XSEDE's Extended Collaborative Support Service (ECSS) program provides expert technical assistance to XSEDE users. XSEDE's ECSS staff members can collaborate with XSEDE project teams in a variety of support roles:
- Algorithmic or solver change; incorporation or implementation of new or advanced numerical methods and/or math libraries
- Optimization (single processor performance, parallel scaling, parallel I/O performance, memory usage, or benchmarking improvement)
- Development of parallel code from serial code/algorithm
- Data visualization or analysis
- Incorporation of new data management or storage
- New grid computing work
- Implementation of new workflows for automation of scientific processes
- Incorporation of new visualization methods
- Innovative scheduling implementation
- Integration of XSEDE resources into a portal or Science Gateway
We do find projects work best when approached collaboratively, therefore we require involvement from the principal investigator's team. We are not able to support activities such as a complete handoff of a code for independent parallelization by ECSS staff. Also, we will generally not be able to assist with third-party software unless you or we have a developer's license or other collaborative relationship with the authors, or if the software is open-source.
Please see the XSEDE website for more on the ECSS program:
XSEDE users may request ECSS services through the allocation process. PIs may request ECSS assistance along with a new Research allocation request or by submitting a stand-alone Supplement request to an active allocation. The request will be reviewed, usually in conjunction with your XSEDE grant proposal. ECSS management will then assess whether there is also a good potential match with the experts available to collaborate with your team. If so, a member of the ECSS team will contact you to develop a specific work plan for the collaboration.
PIs must answer the following five questions to be included along with the ECSS request. Illustrative examples are provided to clarify the meaning of each question.
1. What do you want to accomplish with the help of expert staff? Have you already done any work on this aspect of your software?
We request ECSS support to improve the parallel efficiency of our major production code, "ABCDcode". This application has routinely utilized up to 250 processes for a cumulative run-time of about 300 hours. The proposed research requires a 6-fold increase in dataset size which will require the utilization of additional processes. In order to maintain an appropriate time-to-solution at least 1,000 processes will need to be utilized.
This project will require the identification of barriers to parallelization which decrease the parallel efficiency of ABCDcode. A likely culprit is our use of a master-slave task management pattern which relies on synchronization between a subset of slave processes. We expect that replacing this communication pattern with a more scalable alternative would greatly increase the parallel efficiency. Additionally, the removal of data dependencies between processes should also help remove synchronization between tasks and improve efficiency. It may also be necessary to investigate the choice of specific algorithms within the code, since it is likely that certain implementations may be adding to the inefficient communication patterns and/or unnecessary process synchronizations.
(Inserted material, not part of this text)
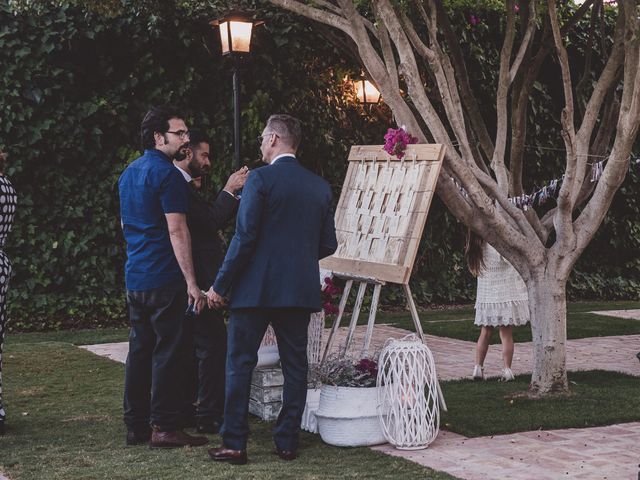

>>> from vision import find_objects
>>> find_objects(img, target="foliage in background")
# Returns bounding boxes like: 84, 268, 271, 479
0, 0, 637, 331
The assistance requested may pertain to visualization or other aspects of data analysis:
We request ECSS guidance visualization of our simulation data produced by ABCDcode. First, we will need advice as to which tools are best suited to produce 3D animations, volume renderings and streamlines from our data. By deploying and testing these, we may then agree with ECSS staff that we also need help producing a set of initial visualizations, and in the development of a visualization pipeline for our data.
For a project intended to serve a wider community:
We request ECSS support to develop our major production code, "ABCDcode", into a community code for Science Discipline Z. As reported in our XRAC proposal, this application has routinely utilized up to 10,000 processes on Machine M, allowing our group to achieve important breakthroughs in our own research. As a result, we have received many requests from our colleagues to make ABCDcode available to them; however, early attempts by two other groups to use the software on Machine M have caused our code to crash for some of their datasets, and considerable performance degradation in other cases. In addition, we have encountered difficulties porting the code to Machines L and N.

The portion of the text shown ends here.